The colonel’s eyes were bleak as he said, “When it comes time for you to make your stand, don’t just wound anybody.”

4

Smoke resupplied at the fort and pulled out early the next morning, telling the boys at the livery he was heading for a little town just north of the mouth of Hams Fork. He left the post and headed straight north, riding north until he came to Muddy Creek. He rode in the river bed for several miles, then left it and headed northwest, toward the Bear River Divide.

This was a land not for the faint-hearted, even in the early 1880’s. Between Fort Bridger and north to Trapper’s Point, as the mountain men used to call it, there were no towns and few settlers. The northern branch of Muddy Creek forked almost in the center of Bear River Divide.

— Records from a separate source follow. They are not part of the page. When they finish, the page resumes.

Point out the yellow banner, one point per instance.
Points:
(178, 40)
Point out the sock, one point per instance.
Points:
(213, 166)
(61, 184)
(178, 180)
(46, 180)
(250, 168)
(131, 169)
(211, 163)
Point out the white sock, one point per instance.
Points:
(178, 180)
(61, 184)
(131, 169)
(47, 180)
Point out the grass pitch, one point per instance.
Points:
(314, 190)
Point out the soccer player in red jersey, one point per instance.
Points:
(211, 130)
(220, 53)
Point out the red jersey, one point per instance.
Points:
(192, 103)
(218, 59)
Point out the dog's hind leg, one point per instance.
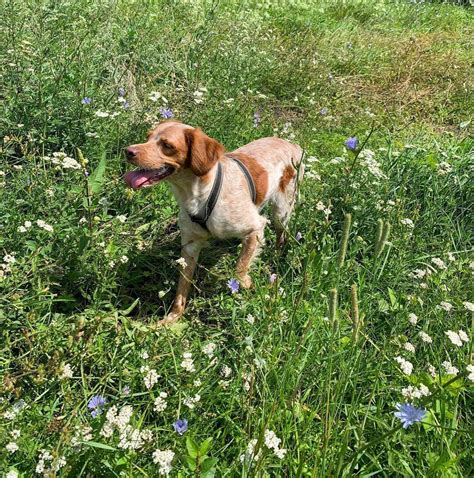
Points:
(251, 245)
(190, 253)
(283, 201)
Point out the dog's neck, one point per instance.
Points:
(191, 191)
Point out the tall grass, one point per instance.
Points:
(311, 356)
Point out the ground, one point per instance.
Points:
(368, 308)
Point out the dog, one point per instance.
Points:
(219, 194)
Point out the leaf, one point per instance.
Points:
(192, 447)
(129, 309)
(191, 462)
(95, 444)
(207, 465)
(96, 178)
(84, 241)
(204, 447)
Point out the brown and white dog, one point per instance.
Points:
(187, 158)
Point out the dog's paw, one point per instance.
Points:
(169, 319)
(245, 281)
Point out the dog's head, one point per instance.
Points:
(170, 148)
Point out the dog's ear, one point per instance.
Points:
(203, 152)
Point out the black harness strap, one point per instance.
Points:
(203, 215)
(248, 177)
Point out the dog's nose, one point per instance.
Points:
(130, 153)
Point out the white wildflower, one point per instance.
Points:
(446, 306)
(405, 365)
(249, 454)
(425, 337)
(44, 225)
(463, 336)
(454, 337)
(469, 306)
(444, 168)
(450, 368)
(70, 163)
(187, 362)
(160, 402)
(163, 459)
(273, 442)
(151, 376)
(470, 369)
(412, 392)
(407, 222)
(209, 349)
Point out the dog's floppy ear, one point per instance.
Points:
(203, 152)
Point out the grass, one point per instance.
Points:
(88, 293)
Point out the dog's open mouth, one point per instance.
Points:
(145, 177)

When Smoke reached the southernmost branch of the fork, with Medicine Butte far to the south of him, he made a lonely camp, cooked his supper, then carefully hid all traces of his fire and rode north for several more miles before making his night camp amid a jumble of rocks that gave him a good lookout and a secure site.

He was on the trail before dawn, picking his way north, utilizing all of his skills in making his way, leaving as few tracks as possible.